Britain’s poorest hit by £2.5bn ‘stealth tax’

Posted on December 27, 2011


Tax cuts for low and middle-income families in April will be dwarfed by hidden reductions in tax credits, according to a study for The Independent.

The analysis found that the £1bn of tax cuts in April will be outweighed by reductions of more than £2.5bn in the complex tax-credit scheme.

Most of the cuts to credits, which top up the wages of low-income families in work, will take effect from April and could catch families unaware.

The Government’s flagship policy of raising income-tax thresholds has been trumpeted by the Liberal Democrats as their main achievement since the Coalition was formed last year – and a major boost for the low-paid.

But the Resolution Foundation think tank, which undertook the study, questions the fairness of the changes.

George Osborne, the Chancellor, increased the personal tax allowance from £6,475 last year to £7,475 in the current financial year, and it will rise to £8,105 in April.

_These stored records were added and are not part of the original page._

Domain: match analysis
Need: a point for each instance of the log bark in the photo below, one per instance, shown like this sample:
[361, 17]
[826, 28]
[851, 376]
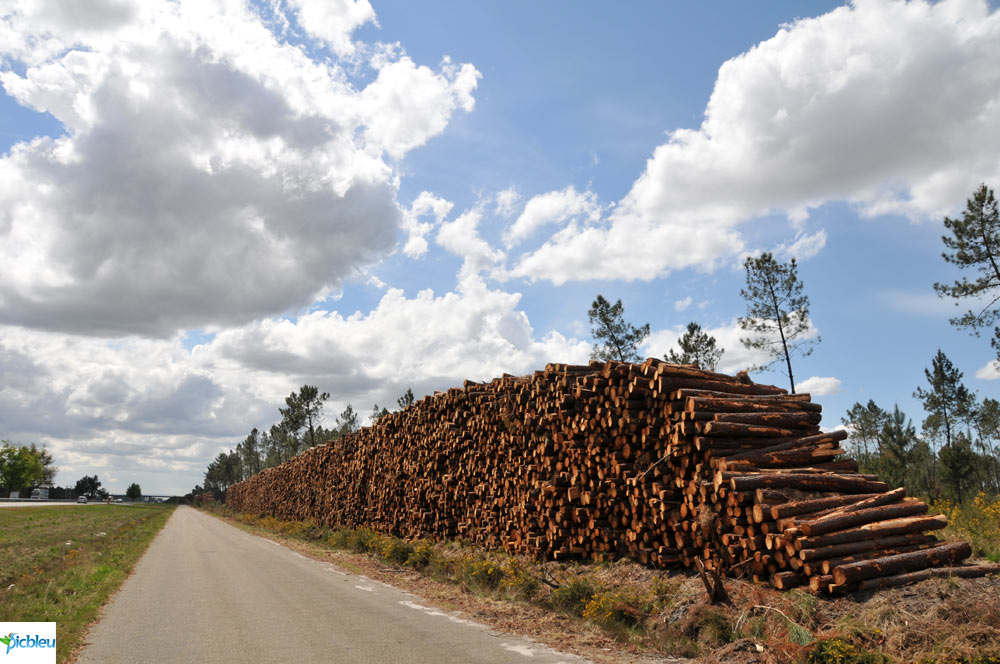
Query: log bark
[904, 526]
[949, 553]
[964, 572]
[844, 520]
[817, 482]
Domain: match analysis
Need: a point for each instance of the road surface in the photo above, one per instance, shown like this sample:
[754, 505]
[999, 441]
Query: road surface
[206, 591]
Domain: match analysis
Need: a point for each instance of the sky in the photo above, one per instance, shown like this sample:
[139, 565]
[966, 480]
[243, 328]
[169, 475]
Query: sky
[207, 204]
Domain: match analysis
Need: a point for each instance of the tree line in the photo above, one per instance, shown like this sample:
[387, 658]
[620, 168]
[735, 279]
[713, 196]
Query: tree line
[957, 452]
[299, 428]
[24, 468]
[955, 455]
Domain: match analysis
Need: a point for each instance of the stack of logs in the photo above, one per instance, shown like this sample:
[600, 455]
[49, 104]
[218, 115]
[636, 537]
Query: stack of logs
[663, 463]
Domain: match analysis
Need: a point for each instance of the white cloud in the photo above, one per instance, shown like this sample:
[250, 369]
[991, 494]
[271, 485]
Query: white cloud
[831, 108]
[333, 21]
[736, 357]
[149, 410]
[425, 205]
[553, 207]
[256, 185]
[506, 201]
[461, 237]
[408, 104]
[819, 386]
[804, 246]
[990, 371]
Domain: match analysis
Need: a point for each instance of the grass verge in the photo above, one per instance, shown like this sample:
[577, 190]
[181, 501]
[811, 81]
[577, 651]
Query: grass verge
[976, 521]
[60, 563]
[652, 613]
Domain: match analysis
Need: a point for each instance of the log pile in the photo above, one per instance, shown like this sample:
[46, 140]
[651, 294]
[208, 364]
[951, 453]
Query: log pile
[666, 464]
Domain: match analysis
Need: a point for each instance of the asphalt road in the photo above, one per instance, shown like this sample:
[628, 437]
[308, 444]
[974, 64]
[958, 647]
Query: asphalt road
[209, 592]
[40, 503]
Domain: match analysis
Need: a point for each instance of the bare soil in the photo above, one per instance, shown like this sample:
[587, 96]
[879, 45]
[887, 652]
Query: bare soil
[939, 618]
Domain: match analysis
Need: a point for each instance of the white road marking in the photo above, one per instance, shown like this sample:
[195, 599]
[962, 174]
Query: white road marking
[520, 650]
[434, 612]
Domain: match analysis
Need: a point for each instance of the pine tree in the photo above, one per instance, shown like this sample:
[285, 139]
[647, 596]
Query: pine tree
[406, 400]
[347, 421]
[697, 348]
[865, 424]
[897, 440]
[975, 245]
[777, 310]
[948, 403]
[619, 340]
[958, 467]
[377, 414]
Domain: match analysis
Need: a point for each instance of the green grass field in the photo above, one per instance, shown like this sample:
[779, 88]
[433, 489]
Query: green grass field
[61, 563]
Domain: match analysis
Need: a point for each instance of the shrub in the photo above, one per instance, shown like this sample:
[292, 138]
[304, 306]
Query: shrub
[421, 554]
[395, 550]
[839, 651]
[480, 575]
[518, 582]
[612, 611]
[573, 596]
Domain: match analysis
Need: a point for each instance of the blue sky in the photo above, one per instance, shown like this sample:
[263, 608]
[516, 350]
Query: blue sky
[206, 205]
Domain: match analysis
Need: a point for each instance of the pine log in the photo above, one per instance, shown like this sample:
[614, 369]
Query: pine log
[880, 529]
[949, 553]
[964, 572]
[722, 428]
[841, 521]
[787, 580]
[807, 482]
[732, 404]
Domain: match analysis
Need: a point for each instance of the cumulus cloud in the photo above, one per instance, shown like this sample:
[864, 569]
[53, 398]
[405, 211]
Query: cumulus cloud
[210, 172]
[819, 385]
[461, 237]
[506, 202]
[156, 412]
[735, 357]
[333, 21]
[426, 206]
[887, 105]
[991, 371]
[804, 246]
[553, 207]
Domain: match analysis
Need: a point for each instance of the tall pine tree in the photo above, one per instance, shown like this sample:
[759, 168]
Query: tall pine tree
[696, 347]
[777, 312]
[975, 245]
[618, 339]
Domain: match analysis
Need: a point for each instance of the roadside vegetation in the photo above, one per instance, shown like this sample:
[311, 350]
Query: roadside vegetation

Nick Clegg hopes it will reach £10,000 by the next election to fulfil a key pledge in last year’s Liberal Democrat manifesto.

But basic-rate taxpayers will gain by a “very small” £41-a-year after the April rise in tax thresholds, according to the think tank – which describes it as “a relatively inefficient way of targeting the low to middle-income group because those on higher incomes also benefit”. Most higher-rate taxpayers will also gain £41 a year – although not those on more than £100,000 a year.